BIF held a seminar on ‘The Impact of IoT on Jobs in Rural India’ to highlight the positive impact of AI and IoT on job creation in the agriculture and healthcare sectors in India.


The study showed that the percentage of employment in the country’s agriculture sector has consistently reduced from 52% in 2010 to 42% in 2018. IoT-based applications have the potential to reverse this trend.

It also highlighted that key applications like satellite mapping, electronic marketplace, livestock traceability, climate sensing stations, product traceability, and agriculture drones have the potential to transform the ailing agriculture sector.


The report explored the positive impact IoT has had on job creation in the rural healthcare sector.

Currently, as much as 60% of India’s healthcare professionals serve 30% of the population (residing in urban India). This trend is likely to change as leading healthcare service providers to open new specialty hospitals in Tier 3 and Tier 4 towns.

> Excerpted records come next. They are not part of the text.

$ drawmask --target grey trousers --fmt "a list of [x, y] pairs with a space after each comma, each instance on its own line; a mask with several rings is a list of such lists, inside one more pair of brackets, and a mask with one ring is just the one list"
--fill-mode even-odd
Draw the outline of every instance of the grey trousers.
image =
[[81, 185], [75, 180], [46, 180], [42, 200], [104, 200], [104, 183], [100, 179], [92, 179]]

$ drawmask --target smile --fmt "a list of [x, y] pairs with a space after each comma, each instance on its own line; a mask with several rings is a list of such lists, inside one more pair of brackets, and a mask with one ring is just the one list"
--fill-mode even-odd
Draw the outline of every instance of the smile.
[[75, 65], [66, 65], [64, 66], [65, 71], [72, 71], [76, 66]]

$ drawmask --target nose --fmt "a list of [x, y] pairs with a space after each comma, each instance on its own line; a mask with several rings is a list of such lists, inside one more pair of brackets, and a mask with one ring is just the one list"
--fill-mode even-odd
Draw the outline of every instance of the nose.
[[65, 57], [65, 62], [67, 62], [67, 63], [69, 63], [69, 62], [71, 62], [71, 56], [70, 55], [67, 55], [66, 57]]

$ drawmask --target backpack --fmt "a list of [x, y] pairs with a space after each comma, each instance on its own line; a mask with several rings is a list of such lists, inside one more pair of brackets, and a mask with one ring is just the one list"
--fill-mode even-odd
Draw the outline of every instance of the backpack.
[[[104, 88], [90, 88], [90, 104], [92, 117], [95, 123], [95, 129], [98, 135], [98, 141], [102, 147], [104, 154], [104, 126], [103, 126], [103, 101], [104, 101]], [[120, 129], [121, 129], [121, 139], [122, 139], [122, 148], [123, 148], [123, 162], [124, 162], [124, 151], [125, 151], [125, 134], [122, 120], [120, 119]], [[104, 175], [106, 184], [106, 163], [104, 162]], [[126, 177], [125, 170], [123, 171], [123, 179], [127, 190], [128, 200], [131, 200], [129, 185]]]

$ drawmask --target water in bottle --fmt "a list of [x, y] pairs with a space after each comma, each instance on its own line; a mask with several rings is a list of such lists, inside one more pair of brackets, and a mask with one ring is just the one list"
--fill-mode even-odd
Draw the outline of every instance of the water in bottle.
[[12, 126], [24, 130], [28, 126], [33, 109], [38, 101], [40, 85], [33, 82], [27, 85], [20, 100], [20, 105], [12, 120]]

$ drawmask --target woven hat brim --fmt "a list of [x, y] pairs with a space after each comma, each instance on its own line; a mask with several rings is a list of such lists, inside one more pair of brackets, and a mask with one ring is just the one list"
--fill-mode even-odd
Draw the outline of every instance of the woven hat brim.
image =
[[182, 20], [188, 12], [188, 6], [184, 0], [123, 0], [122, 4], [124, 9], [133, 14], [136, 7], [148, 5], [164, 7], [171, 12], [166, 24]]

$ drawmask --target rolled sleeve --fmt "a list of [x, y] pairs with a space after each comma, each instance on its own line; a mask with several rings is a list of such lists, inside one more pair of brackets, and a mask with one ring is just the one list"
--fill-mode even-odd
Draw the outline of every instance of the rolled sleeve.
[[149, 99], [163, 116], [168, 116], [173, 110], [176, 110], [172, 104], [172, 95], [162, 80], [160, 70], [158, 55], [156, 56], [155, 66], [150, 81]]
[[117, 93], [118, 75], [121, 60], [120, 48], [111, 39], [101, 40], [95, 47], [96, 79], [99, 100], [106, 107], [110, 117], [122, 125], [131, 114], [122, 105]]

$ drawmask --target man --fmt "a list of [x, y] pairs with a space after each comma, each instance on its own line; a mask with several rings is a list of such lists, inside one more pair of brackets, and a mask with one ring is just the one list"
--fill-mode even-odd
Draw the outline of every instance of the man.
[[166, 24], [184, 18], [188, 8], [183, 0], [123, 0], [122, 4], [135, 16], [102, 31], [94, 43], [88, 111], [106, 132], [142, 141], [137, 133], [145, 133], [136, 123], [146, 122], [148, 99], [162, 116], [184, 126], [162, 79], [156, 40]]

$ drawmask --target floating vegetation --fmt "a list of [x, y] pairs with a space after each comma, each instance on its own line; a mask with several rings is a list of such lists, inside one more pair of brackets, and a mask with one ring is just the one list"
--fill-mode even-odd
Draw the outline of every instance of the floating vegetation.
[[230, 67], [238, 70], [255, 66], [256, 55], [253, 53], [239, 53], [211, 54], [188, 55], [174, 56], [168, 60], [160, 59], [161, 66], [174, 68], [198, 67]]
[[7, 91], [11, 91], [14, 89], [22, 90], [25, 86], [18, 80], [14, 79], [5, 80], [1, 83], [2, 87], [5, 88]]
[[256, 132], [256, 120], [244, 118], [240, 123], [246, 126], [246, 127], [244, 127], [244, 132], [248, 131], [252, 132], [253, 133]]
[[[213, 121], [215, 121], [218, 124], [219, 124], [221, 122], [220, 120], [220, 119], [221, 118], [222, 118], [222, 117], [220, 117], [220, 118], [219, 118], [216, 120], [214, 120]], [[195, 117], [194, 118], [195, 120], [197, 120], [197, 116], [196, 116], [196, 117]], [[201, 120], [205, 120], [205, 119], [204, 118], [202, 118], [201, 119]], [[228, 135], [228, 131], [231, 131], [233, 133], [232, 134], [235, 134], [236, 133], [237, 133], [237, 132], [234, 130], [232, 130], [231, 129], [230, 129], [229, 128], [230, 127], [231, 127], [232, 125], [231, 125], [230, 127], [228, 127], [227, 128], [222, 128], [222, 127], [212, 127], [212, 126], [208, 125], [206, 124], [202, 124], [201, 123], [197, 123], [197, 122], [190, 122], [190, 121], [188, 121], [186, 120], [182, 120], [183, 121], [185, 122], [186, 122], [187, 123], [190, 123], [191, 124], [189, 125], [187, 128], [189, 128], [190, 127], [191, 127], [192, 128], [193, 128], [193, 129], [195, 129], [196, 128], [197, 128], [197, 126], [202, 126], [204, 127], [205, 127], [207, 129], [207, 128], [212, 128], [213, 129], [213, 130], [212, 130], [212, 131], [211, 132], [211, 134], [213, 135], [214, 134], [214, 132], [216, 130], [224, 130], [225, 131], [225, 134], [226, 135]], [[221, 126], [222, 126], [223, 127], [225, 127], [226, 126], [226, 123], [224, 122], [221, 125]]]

The government’s Ayushman Bharat initiative is also expected to transform the primary healthcare sector in the country and will help introduce IoT based applications to a rural patient ecosystem.

The study said that applications like remote medical assistance and surgery, smart diagnosis, cloud-based Eye Screening, pre-emptive oncology diagnosis, smart ambulance, and emergency care, medical record digitisation, and smart consulting can help bridge the gap between rural healthcare centres and urban hospitals.

Furthermore, using machine learning, a form of AI, healthcare experts were able to identify bat species with the potential to host the Nipah virus. There was a recent outbreak of this virus in Kerala.

According to reports, based on traits of bats to carry the virus, researchers have pointed out that more bat species in India may be reservoirs of Nipah than the only one confirmed so far.

The Head at the Centre for Wildlife Studies, College of Forestry, Kerala Agricultural University, and a member of the research team, told reporters that one of their major findings is that until now the Nipah virus presence in India was known from only one species of fruit bats – the Indian Flying Fox. However, analysis reveals that at least 11 species of bats in India could be carriers of Nipah.